Imagine it like this: we have broad ideas, and narrow ones, things that impact today, and those that shape tomorrow. And through #WorkingOutLoud , one can prototype conversations of ideas at all of these levels at once. Even though sometimes one will be clearer than the other.
Take the current obsession with ChatCPT: there is much narrative of today ‘what it can do now’, and some speculation of tomorrow ‘what it will cause’ – the death of education etc. Being able to explore ideas in parallel at these different levels, through these different lenses, is a valuable approach, especially if one find the language and framework to do so on an ongoing basis. What does this mean for me, for us, for the system, for our systems?
To be ‘Rapidly Disposable’ speaks to the transient and evolutionary nature of #WorkingOutLoud : not finding ‘the’ answer, but rather an answer that carries us one step forwards. Ideas are held lightly, and publicly. There is an inherent accountability in #WorkingOutLoud , although interestingly ‘consequence’ is lower than in more performance based practice. Being wrong is inherent to this practice. But not careless: the rigour is present, but not focussed upon completion alone.
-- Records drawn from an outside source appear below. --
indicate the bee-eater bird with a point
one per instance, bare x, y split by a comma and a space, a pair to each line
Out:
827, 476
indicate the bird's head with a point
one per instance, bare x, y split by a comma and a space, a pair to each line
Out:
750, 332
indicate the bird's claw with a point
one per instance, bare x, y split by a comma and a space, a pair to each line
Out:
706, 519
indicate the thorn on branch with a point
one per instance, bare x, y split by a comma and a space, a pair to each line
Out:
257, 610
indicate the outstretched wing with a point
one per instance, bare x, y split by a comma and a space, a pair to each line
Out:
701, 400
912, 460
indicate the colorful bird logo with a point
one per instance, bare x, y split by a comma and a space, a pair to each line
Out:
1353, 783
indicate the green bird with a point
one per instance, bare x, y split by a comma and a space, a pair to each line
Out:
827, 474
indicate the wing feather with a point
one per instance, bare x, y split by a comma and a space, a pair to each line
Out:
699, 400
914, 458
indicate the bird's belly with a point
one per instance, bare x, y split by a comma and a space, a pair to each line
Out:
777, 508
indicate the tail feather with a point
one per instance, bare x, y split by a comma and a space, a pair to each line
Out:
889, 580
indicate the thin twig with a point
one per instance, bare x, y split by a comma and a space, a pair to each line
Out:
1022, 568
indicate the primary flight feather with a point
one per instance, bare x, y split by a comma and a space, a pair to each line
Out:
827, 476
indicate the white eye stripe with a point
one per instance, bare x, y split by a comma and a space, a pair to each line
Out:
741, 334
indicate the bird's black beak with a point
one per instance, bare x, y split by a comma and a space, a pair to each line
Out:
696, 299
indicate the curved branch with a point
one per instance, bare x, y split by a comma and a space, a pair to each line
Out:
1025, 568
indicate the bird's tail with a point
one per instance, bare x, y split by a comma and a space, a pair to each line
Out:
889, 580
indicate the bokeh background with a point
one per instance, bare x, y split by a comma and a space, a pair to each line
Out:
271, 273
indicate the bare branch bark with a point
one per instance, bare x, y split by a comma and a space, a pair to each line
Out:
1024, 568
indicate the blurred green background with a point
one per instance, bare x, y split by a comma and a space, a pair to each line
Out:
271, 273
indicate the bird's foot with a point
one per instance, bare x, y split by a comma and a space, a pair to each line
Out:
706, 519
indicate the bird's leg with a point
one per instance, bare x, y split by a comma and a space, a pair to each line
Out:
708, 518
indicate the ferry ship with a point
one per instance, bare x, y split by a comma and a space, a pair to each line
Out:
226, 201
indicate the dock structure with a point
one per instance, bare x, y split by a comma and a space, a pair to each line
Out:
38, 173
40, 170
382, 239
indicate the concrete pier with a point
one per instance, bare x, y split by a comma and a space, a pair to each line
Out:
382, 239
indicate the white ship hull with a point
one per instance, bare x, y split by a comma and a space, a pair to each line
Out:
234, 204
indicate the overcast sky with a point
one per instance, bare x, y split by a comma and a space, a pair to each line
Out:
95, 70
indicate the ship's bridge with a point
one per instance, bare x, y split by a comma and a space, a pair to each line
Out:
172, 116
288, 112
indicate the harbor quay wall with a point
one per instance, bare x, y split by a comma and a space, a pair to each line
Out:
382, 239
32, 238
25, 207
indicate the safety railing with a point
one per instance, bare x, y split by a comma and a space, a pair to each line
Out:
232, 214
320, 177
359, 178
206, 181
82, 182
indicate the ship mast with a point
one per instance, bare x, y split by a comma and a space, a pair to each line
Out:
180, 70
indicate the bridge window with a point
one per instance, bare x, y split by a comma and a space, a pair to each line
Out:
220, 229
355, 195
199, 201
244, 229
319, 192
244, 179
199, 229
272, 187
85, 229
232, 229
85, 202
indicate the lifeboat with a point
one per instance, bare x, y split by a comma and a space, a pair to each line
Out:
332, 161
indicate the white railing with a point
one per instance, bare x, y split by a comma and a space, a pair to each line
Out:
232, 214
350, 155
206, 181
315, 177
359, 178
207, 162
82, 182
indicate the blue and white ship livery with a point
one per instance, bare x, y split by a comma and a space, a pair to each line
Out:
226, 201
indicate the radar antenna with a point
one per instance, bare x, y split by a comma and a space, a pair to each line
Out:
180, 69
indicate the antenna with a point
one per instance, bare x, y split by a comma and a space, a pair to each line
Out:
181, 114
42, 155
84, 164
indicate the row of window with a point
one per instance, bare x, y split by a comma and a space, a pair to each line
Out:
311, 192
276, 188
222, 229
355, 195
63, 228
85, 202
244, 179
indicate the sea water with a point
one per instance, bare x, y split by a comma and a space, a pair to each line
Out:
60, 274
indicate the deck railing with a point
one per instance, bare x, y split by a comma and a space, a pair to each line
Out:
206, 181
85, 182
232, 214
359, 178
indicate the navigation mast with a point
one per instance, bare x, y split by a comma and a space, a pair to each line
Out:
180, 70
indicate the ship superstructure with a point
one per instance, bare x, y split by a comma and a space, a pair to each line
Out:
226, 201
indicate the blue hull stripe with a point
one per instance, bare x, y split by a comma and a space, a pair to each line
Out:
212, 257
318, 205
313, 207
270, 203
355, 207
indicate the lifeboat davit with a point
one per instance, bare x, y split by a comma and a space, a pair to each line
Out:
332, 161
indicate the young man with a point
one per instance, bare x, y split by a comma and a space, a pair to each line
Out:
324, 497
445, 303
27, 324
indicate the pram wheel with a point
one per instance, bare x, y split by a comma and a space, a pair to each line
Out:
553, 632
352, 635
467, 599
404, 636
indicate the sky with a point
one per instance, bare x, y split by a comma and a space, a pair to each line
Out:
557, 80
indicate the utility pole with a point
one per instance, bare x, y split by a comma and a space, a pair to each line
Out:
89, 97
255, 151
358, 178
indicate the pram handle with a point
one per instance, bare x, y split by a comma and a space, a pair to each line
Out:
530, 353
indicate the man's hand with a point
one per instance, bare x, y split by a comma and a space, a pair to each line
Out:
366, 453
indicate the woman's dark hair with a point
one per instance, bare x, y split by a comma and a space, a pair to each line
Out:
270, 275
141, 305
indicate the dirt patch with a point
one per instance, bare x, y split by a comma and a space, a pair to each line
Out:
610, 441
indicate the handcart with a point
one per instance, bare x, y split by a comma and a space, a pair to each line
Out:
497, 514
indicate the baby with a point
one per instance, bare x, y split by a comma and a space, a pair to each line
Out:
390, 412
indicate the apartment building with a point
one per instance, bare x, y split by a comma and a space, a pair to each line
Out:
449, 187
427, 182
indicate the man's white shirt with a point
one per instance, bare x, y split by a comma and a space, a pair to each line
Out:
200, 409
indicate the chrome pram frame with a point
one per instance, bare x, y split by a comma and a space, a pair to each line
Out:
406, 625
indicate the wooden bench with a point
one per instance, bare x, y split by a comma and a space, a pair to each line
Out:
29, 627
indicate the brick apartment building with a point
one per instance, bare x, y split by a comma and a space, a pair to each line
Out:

Finally, ‘Situating in Multiple Contexts’ speaks to how all knowledge is contextual, but that we can view this context as more opportunity than constraint. By actively moving ideas between contexts we can play with it, and interconnect it. So the situation of knowledge, or our own place in the system, can be viewed as perpetually fluid as opposed to fixed, which is as it should be as knowledge itself becomes more fluid.
This latter point speaks to #WorkingOutLoud as a practice that hold certainty lightly, that holds context with fluidity, and where understanding is of value, and yet only impermanent and fleeting as we constantly move forwards.
In this sense, #WorkingOutLoud is a philosophy of uncertainty, and a methodology of constant motion.